The new version of Carlo Collodi’s work, put online on Friday on the platform, is a wonderful tale, echo of the obsessions of the Mexican director.
by Thomas Sotinal
We can do what we want from Pinocchio: after all, it’s just a piece of wood. The speaking log out of the imagination of Carlo Collodi (1826-1890) has become a toy with rounded shapes at Walt Disney (1940), a real little boy, son of Nino Manfredi, in the adaptation of Luigi Comencini ( 1972), the protagonist of the erotic adventures of Pinocchio (Corey Allen, 1971) and that of a horror film (La Revanche de Pinocchio, Kevin Tenney, 1996).
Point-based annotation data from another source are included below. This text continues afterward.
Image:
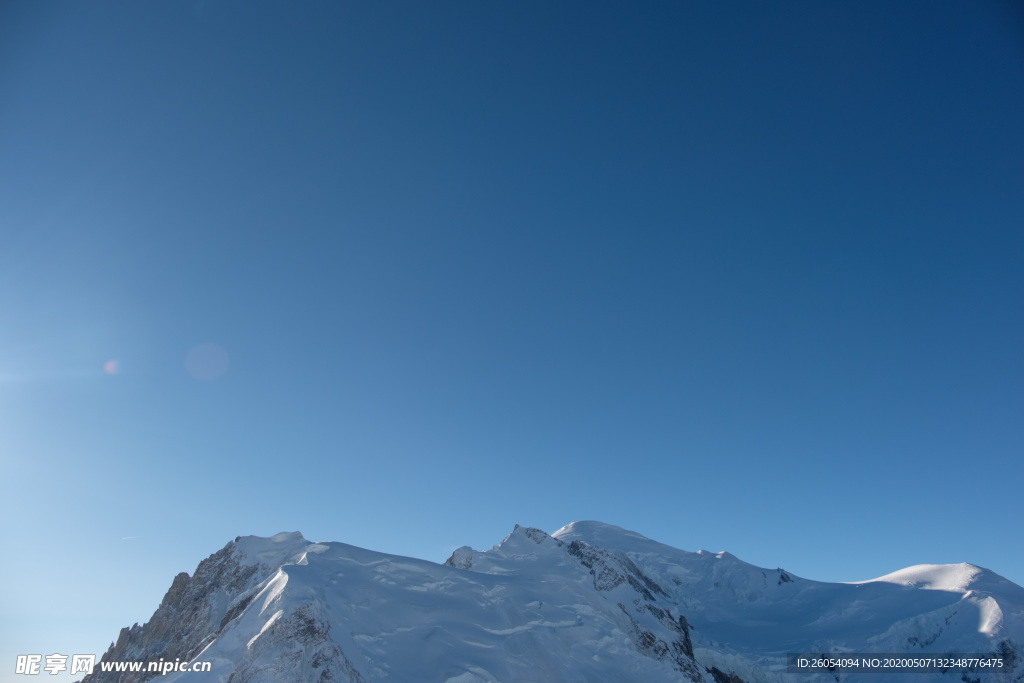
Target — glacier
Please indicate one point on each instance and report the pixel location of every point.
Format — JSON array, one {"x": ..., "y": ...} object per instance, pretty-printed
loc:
[{"x": 590, "y": 602}]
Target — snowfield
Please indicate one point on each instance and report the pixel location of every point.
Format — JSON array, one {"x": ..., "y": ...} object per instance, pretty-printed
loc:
[{"x": 591, "y": 602}]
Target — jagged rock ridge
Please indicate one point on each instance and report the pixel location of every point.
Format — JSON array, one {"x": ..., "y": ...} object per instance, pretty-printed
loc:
[{"x": 591, "y": 602}]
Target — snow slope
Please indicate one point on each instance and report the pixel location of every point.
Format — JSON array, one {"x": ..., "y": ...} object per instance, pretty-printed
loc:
[{"x": 590, "y": 602}]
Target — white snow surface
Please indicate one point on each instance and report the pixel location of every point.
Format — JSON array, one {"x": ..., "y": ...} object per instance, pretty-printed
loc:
[{"x": 590, "y": 602}]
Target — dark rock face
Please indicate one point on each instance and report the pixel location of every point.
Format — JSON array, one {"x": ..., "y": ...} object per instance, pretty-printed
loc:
[
  {"x": 188, "y": 616},
  {"x": 308, "y": 649}
]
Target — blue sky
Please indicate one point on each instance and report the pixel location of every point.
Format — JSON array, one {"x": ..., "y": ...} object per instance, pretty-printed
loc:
[{"x": 737, "y": 276}]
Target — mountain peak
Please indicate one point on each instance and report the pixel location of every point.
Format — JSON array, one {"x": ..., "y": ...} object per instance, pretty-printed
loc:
[{"x": 591, "y": 601}]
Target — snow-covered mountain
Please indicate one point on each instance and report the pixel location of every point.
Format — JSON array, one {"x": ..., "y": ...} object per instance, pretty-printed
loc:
[{"x": 590, "y": 602}]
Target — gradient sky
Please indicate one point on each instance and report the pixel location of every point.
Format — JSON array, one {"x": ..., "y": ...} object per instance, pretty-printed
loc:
[{"x": 739, "y": 276}]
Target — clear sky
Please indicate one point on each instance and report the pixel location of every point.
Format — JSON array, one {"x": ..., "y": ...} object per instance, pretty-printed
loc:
[{"x": 739, "y": 276}]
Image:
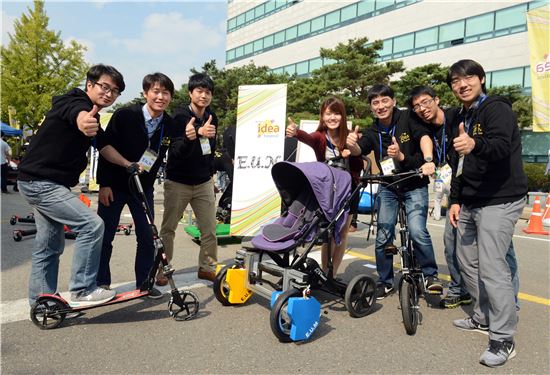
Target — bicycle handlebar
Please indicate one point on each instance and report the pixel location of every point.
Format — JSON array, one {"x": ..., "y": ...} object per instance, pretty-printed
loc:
[{"x": 391, "y": 178}]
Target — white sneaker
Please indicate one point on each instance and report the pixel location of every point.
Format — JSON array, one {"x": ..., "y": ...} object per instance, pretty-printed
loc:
[{"x": 95, "y": 297}]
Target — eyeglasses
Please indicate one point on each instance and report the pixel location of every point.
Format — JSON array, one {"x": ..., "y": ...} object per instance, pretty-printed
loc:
[
  {"x": 382, "y": 102},
  {"x": 423, "y": 104},
  {"x": 107, "y": 89},
  {"x": 467, "y": 79}
]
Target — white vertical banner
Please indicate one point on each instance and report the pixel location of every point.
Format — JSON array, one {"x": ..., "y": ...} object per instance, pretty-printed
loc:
[{"x": 259, "y": 144}]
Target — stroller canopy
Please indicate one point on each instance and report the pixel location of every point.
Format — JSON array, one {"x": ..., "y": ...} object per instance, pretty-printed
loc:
[{"x": 331, "y": 187}]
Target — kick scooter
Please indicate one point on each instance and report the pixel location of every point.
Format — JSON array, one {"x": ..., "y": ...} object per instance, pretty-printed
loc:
[{"x": 50, "y": 310}]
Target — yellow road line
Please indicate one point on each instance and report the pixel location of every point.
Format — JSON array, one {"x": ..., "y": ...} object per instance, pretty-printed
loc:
[{"x": 522, "y": 296}]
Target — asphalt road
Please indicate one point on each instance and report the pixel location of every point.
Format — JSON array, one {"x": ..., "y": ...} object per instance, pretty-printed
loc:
[{"x": 140, "y": 337}]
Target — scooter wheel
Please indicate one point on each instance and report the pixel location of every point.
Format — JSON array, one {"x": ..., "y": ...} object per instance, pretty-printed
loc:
[
  {"x": 184, "y": 305},
  {"x": 47, "y": 312},
  {"x": 360, "y": 296},
  {"x": 221, "y": 288},
  {"x": 279, "y": 319}
]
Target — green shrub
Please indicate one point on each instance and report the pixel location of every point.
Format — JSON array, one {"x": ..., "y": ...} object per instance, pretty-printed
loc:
[{"x": 536, "y": 180}]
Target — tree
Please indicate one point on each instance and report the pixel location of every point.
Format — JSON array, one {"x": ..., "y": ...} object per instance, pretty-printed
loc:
[
  {"x": 433, "y": 75},
  {"x": 353, "y": 72},
  {"x": 37, "y": 65}
]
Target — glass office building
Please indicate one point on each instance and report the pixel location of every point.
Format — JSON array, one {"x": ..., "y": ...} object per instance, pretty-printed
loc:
[{"x": 287, "y": 35}]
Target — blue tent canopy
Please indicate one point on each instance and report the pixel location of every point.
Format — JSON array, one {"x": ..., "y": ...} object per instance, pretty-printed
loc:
[{"x": 11, "y": 132}]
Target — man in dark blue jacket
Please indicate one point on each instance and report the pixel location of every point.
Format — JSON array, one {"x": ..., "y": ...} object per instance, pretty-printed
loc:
[
  {"x": 487, "y": 198},
  {"x": 140, "y": 133}
]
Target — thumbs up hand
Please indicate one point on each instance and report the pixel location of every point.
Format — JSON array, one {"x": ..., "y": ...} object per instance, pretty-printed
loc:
[
  {"x": 190, "y": 132},
  {"x": 208, "y": 130},
  {"x": 393, "y": 149},
  {"x": 291, "y": 129},
  {"x": 87, "y": 123},
  {"x": 463, "y": 144}
]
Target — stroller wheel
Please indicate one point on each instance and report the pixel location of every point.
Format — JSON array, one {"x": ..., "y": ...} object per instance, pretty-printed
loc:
[
  {"x": 360, "y": 296},
  {"x": 279, "y": 319},
  {"x": 45, "y": 312},
  {"x": 221, "y": 288}
]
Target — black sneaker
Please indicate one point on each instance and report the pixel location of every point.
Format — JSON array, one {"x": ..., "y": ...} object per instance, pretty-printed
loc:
[
  {"x": 450, "y": 302},
  {"x": 497, "y": 353},
  {"x": 383, "y": 290},
  {"x": 434, "y": 285},
  {"x": 154, "y": 293}
]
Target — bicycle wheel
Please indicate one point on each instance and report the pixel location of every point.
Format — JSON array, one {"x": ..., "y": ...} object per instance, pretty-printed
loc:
[
  {"x": 360, "y": 296},
  {"x": 221, "y": 288},
  {"x": 279, "y": 320},
  {"x": 408, "y": 299},
  {"x": 45, "y": 312}
]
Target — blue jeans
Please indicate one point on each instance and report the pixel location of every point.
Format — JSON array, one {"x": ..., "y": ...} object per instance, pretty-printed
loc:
[
  {"x": 416, "y": 206},
  {"x": 54, "y": 205},
  {"x": 456, "y": 286},
  {"x": 145, "y": 251}
]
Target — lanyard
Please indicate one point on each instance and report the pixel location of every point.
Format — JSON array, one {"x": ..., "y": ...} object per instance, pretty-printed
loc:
[
  {"x": 439, "y": 149},
  {"x": 392, "y": 132},
  {"x": 329, "y": 142}
]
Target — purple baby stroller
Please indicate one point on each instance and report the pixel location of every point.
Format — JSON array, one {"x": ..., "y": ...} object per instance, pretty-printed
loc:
[{"x": 275, "y": 263}]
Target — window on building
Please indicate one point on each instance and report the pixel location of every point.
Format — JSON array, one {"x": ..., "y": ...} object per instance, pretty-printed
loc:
[
  {"x": 387, "y": 48},
  {"x": 480, "y": 27},
  {"x": 303, "y": 29},
  {"x": 511, "y": 17},
  {"x": 402, "y": 44},
  {"x": 268, "y": 41},
  {"x": 426, "y": 39},
  {"x": 258, "y": 45},
  {"x": 348, "y": 12},
  {"x": 291, "y": 33},
  {"x": 364, "y": 7},
  {"x": 302, "y": 68},
  {"x": 451, "y": 31},
  {"x": 331, "y": 19},
  {"x": 279, "y": 37},
  {"x": 507, "y": 77}
]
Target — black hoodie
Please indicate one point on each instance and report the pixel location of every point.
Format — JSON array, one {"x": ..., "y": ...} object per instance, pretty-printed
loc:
[
  {"x": 493, "y": 172},
  {"x": 186, "y": 164},
  {"x": 58, "y": 150}
]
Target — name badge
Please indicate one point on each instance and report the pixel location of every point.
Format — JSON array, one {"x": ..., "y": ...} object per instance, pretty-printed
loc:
[
  {"x": 388, "y": 166},
  {"x": 460, "y": 165},
  {"x": 148, "y": 159},
  {"x": 205, "y": 146}
]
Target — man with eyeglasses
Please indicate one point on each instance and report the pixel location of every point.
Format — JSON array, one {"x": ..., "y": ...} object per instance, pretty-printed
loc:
[
  {"x": 55, "y": 158},
  {"x": 140, "y": 133},
  {"x": 425, "y": 103},
  {"x": 400, "y": 143},
  {"x": 487, "y": 198}
]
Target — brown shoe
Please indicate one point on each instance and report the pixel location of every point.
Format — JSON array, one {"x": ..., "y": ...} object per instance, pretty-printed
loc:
[
  {"x": 206, "y": 275},
  {"x": 161, "y": 280}
]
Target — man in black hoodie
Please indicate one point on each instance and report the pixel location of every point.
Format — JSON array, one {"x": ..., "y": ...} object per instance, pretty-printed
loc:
[
  {"x": 189, "y": 173},
  {"x": 53, "y": 163},
  {"x": 140, "y": 133},
  {"x": 487, "y": 198}
]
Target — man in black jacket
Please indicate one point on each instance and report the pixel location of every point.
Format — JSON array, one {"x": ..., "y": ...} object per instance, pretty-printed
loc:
[
  {"x": 189, "y": 173},
  {"x": 140, "y": 133},
  {"x": 54, "y": 160},
  {"x": 399, "y": 143},
  {"x": 487, "y": 198}
]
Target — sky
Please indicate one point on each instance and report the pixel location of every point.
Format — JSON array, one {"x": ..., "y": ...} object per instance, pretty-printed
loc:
[{"x": 136, "y": 37}]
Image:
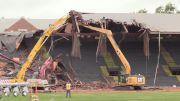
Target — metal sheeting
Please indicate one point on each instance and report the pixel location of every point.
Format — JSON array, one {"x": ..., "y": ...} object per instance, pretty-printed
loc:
[
  {"x": 12, "y": 40},
  {"x": 9, "y": 42},
  {"x": 155, "y": 22}
]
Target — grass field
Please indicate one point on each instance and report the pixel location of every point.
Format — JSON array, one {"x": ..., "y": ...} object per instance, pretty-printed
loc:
[{"x": 106, "y": 96}]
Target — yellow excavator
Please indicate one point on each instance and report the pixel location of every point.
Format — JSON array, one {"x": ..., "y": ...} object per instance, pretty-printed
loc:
[
  {"x": 18, "y": 83},
  {"x": 136, "y": 81}
]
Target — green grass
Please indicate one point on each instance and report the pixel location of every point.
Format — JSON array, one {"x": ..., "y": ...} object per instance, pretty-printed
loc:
[{"x": 111, "y": 96}]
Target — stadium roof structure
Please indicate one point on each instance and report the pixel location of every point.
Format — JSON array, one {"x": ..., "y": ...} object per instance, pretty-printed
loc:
[{"x": 164, "y": 23}]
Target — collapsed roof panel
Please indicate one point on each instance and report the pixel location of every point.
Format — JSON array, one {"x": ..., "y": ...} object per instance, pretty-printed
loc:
[{"x": 155, "y": 22}]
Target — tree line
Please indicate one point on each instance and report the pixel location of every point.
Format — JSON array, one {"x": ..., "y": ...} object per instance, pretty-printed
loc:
[{"x": 169, "y": 8}]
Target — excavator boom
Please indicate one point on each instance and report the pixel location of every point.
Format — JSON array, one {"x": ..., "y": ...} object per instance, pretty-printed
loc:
[{"x": 47, "y": 33}]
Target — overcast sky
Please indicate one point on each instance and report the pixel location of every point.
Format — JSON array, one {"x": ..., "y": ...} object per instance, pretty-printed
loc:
[{"x": 57, "y": 8}]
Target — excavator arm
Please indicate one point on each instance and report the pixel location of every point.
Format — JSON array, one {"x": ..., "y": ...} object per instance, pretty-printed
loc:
[
  {"x": 47, "y": 33},
  {"x": 119, "y": 53}
]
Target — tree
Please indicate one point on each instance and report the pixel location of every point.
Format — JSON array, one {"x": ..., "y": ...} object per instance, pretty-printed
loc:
[
  {"x": 142, "y": 11},
  {"x": 160, "y": 9},
  {"x": 178, "y": 12},
  {"x": 170, "y": 8}
]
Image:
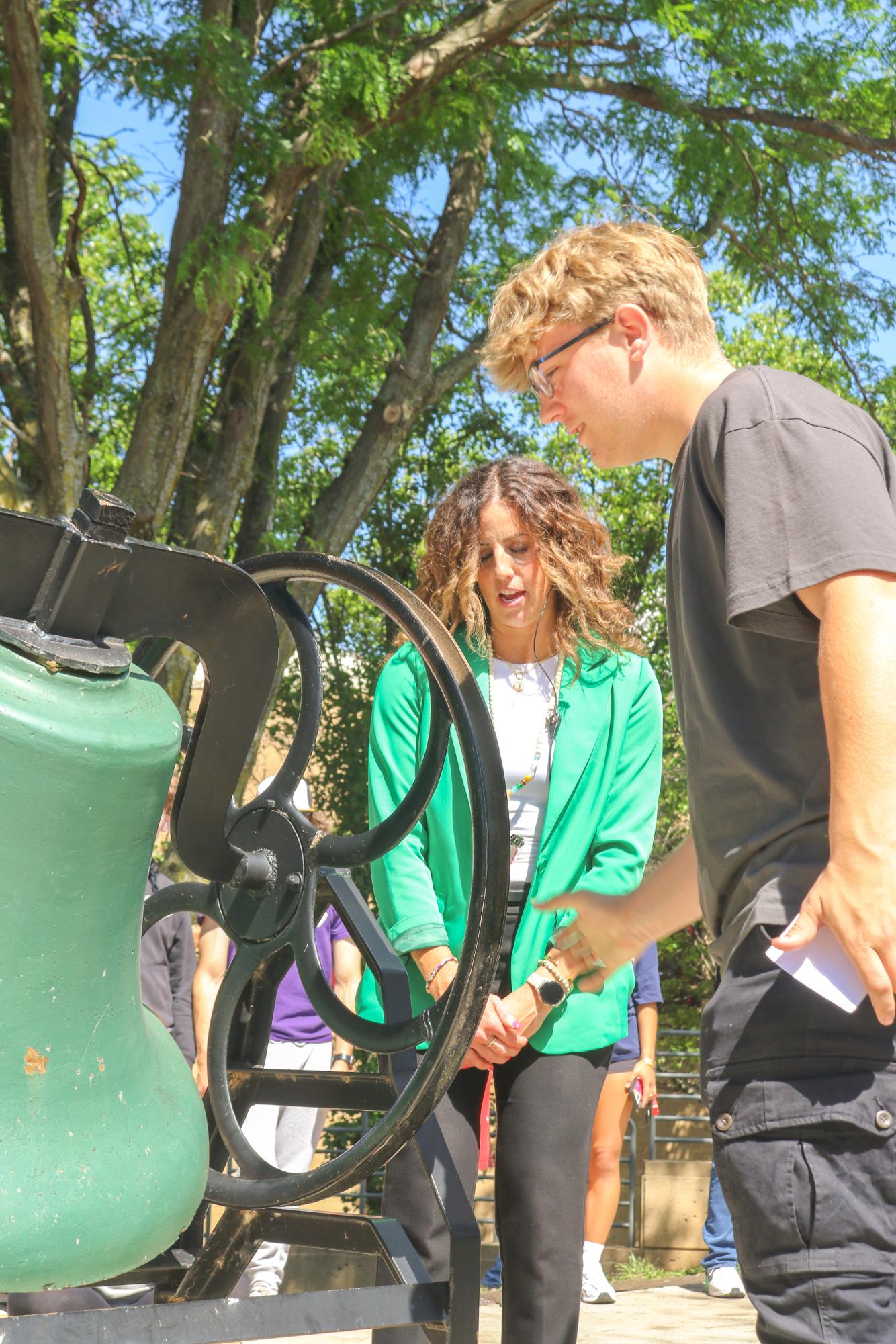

In the past two years, he has taken the features of a child made up in Pantin in the version of Matteo Garrone and recomposed in Mièvres pixels for Robert Zemeckis who worked for the Disney platform.
Why then be interested in the new addition of this endless filmography rather than rereading the violent, poetic and sometimes inconsistent text of Collodi? Because Guillermo Del Toro, who signs, with host Mark Gustafson, the adaptation that Netflix puts online on December 9, found in the tribulations of the puppet of what nourishing his own obsessions, and that he made it a Show both dark and sweet, a melancholy enchantment that evokes the days that shorten and the trees that strip more than Christmas lights.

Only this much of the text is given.